What is a World Heritage Site?

The United Nations Educational, Scientific and Cultural Organisation (UNESCO) was created in 1945, following two world wars, in order to respond to the firm belief that political and economic agreements are not enough to build a lasting peace between nations.

UNESCO believes that peace comes through nations working together to recognise their individual values and identities as important contributions to humanity. UNESCO strives to build networks among nations through education, intercultural understanding scientific cooperation and protection of freedom of expression. 

Who is UNESCO?

A World Heritage Site is a place that is listed by UNESCO as of special cultural or physical significance.
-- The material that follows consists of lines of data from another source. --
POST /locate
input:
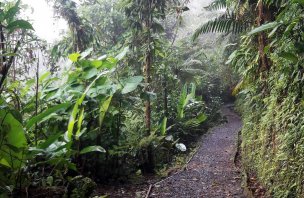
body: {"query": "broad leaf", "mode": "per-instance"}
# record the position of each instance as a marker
(104, 106)
(264, 27)
(19, 24)
(131, 84)
(41, 116)
(74, 57)
(289, 56)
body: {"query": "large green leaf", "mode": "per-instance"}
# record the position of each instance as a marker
(73, 117)
(289, 56)
(11, 151)
(11, 12)
(104, 106)
(184, 99)
(264, 27)
(19, 24)
(74, 57)
(90, 149)
(131, 84)
(41, 116)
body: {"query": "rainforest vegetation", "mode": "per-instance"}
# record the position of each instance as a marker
(123, 96)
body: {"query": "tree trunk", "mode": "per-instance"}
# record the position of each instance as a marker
(263, 16)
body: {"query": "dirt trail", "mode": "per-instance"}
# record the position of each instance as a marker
(211, 172)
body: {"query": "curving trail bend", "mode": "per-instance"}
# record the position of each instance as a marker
(212, 171)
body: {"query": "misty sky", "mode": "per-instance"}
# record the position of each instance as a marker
(42, 18)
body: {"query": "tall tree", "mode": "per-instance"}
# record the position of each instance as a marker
(143, 16)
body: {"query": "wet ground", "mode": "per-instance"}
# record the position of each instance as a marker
(212, 171)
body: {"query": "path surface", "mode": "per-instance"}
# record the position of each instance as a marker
(211, 172)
It is an exclusive club of sites that have proved that somehow or other they have made a contribution considered to be of ‘outstanding universal value’ to humanity.
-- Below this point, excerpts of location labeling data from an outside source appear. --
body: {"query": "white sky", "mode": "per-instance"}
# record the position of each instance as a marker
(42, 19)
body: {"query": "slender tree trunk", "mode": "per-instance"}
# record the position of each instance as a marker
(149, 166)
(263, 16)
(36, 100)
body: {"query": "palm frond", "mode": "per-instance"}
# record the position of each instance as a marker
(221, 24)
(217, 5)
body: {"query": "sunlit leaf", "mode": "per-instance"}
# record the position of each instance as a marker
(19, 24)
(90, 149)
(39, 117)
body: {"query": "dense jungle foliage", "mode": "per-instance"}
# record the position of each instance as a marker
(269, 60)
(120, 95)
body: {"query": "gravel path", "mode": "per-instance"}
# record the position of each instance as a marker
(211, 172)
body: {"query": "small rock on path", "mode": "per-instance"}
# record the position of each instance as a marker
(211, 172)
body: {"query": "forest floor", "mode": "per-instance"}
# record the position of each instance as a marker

The official term is World Heritage Inscription and gaining it would mean the Slate Industry would appear on the list of current World Heritage Sites alongside the Taj Mahal, the Pyramids, the Forth Bridge, Stonehenge, the Great Wall of China and many other sites all over the world.

Are there any World Heritage Sites in Wales?
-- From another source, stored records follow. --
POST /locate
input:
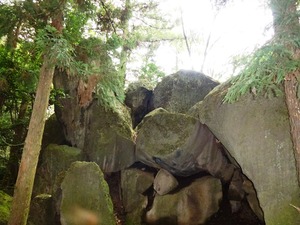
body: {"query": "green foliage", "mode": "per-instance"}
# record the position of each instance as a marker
(151, 74)
(8, 19)
(264, 70)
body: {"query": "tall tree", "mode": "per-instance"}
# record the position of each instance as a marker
(276, 64)
(287, 31)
Wales already has three World Heritage Sites. The Pontcysyllte Aquaduct near Wrexham was designed by Thomas Telford. When it was completed in 1805 it was the tallest canal boat crossing in the world. Blaenavon Ironworks near Abergavenny was inscribed because of the great contribution it made to the Industrial Revolution.  The Castles of Edward 1st are one of the main tourist attractions in Wales and one of them, Caernarfon Castle, is situated right next to the Slate Quay from where thousands of Welsh slates were exported to the four corners of the earth. 

Who is behind the bid?

Gwynedd Council is leading the bid in partnership with Cadwthe National Museum of Wales, Royal Commission on Ancient and Historical Monuments in Wales, The National Trust, the Slate Wales Partnership and Snowdonia National Park Authority.

The partners have formed a Steering Group and two sub-groups; one is responsible for planning, conservation and management, the other for economic development. Specialists in the fields of heritage, consultation and public relations have also been commissioned to work on specific tasks. The project is managed by a small group from Gwynedd Council’s Economic and Community Department and Cadw.

How is it being funded?

Each of the partners behind the bid has provided financial and in-kind contributions, however the majority of the funding is provided by Gwynedd Council. The Slate Wales Partnership is a group representing the public, private and voluntary sectors and its members have provided a considerable amount of specialist support and some financial support.

When do we submit the bid?

The Wales Slate bid was first submitted to the Westminster Government’s Department of Culture, Media and Sport (DCMS) in 2009 when it was placed on the tentative list for submission to UNESCO by the UK government. A technical evaluation of the bid was presented to the DCMS in November 2015 for consideration by a panel of heritage experts. We received constructive and positive comments on the bid in early 2016 and are now working towards developing and strengthening the necessary documentation with a view to gaining a date from DCMS for final submission of papers to UNESCO.